I read about you in the July/August Poets & Writers magazine and found your comments encouraging, savvy, and full of brass tacks optimism that moved me. I hope you will consider representing my 82,000-word novel, BACK IN THE WORLD.
My YA paranormal romance, I WOULD HAVE LOVED YOU ANYWAY, is complete at 95,000 words. I follow your blog and know you are currently looking for paranormal romances—without vampires or werewolves—and want to offer my novel for your consideration.
EXAMPLES OF GOOD STRAIGHT-FORWARD QUERY LEADS
I’m seeking representation for my YA novel, SEND. Complete at 76,000 words, it’s a story about Daniel Clements, a former cyberbully trying to live with the consequences of his actions.
82 DAYS is a novel about a young man discovering that the Hollywood version of the Army differs from the reality of service.

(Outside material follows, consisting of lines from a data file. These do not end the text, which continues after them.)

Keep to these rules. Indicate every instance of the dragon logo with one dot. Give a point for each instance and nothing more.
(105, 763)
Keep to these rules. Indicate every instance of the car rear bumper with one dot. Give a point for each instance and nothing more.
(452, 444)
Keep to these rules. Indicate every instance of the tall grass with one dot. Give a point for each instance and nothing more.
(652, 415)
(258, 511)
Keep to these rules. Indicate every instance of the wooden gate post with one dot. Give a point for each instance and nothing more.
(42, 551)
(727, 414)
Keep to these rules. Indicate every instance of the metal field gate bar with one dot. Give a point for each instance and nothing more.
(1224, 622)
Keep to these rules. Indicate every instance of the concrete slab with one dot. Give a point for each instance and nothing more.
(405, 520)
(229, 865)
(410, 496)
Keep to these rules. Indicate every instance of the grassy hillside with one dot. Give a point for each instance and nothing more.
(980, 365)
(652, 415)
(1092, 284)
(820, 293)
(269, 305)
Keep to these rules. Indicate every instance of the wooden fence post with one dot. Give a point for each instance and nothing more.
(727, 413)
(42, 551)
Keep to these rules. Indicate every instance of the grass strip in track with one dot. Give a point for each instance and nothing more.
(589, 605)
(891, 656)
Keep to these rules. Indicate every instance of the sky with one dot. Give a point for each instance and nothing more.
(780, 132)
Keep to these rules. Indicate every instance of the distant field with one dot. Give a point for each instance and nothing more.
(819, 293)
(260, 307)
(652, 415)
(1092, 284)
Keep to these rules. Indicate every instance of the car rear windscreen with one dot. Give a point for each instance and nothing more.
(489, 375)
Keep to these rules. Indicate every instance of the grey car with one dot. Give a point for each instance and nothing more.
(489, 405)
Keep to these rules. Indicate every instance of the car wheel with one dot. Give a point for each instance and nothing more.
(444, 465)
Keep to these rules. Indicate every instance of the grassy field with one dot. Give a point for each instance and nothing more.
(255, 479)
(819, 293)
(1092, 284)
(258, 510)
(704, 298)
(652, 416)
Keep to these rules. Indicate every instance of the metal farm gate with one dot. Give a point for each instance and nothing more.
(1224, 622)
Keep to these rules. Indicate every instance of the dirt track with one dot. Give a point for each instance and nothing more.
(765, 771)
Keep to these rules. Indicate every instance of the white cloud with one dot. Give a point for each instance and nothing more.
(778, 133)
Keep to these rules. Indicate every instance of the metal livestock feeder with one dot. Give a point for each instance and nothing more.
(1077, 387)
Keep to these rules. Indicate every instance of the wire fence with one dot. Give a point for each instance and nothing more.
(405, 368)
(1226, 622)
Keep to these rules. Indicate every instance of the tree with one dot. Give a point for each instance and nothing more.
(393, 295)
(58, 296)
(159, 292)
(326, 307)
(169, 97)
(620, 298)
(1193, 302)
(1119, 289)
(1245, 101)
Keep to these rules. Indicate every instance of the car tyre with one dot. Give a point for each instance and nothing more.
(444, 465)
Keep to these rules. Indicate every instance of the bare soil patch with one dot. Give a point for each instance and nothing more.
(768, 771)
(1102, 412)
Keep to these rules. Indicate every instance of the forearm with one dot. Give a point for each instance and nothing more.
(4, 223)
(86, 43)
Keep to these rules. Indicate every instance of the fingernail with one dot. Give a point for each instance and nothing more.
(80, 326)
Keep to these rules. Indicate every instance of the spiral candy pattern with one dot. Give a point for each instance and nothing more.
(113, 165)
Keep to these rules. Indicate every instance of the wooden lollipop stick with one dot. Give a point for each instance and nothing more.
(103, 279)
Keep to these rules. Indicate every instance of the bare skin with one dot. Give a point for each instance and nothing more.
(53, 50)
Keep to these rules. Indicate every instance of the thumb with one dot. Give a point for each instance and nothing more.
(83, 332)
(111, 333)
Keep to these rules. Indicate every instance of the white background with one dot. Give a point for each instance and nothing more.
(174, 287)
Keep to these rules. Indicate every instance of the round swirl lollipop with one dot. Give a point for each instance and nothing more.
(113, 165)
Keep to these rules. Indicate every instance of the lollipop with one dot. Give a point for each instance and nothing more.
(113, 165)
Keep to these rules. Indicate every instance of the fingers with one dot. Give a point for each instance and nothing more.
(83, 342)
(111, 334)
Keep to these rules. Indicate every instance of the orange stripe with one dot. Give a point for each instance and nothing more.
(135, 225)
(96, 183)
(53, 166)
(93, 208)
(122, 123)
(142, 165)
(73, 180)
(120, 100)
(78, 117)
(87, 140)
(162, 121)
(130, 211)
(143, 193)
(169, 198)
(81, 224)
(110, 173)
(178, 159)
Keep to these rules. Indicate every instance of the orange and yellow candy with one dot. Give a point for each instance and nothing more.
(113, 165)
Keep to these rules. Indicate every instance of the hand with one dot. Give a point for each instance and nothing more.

QUERY LEADS THAT SHOULD BE IMPROVED
The enclosed sample of my commercial fiction, THE SPIRIT OF ST. CHARLES (73,000 words) tells the story of a young woman overcoming personal tragedy to rebuild her community, ruined by a catastrophic hurricane. This story shows how a natural disaster changes a young woman from living like a victim to a person with determination and emotional strength. It is 73,000 words in length.
[I recommend cutting this descriptive line because it is repetitive, and delays getting to the real hook.]
Vampires are everywhere. They are in our books, on our televisions, at the movies, even on our breakfast cereals. We no longer fear them as the monsters we used to know. They are sex symbols and objects of envy and adoration. What if this is all according to plan? My novel, GRAVE SHIFT, is a 90,000-word dark urban fantasy.
[When it comes to selling fiction, don't talk about trends. Sell the story.]
“Wow! You guys have got to write a book!” is the hilarious outburst individuals have and continue to give to my sisters and me on a daily basis as we relate the adventures of being IDENTICAL TRIPLETS.
[Your query should never mention that your friends & family absolutely love your work–or told you to write a book. Never.]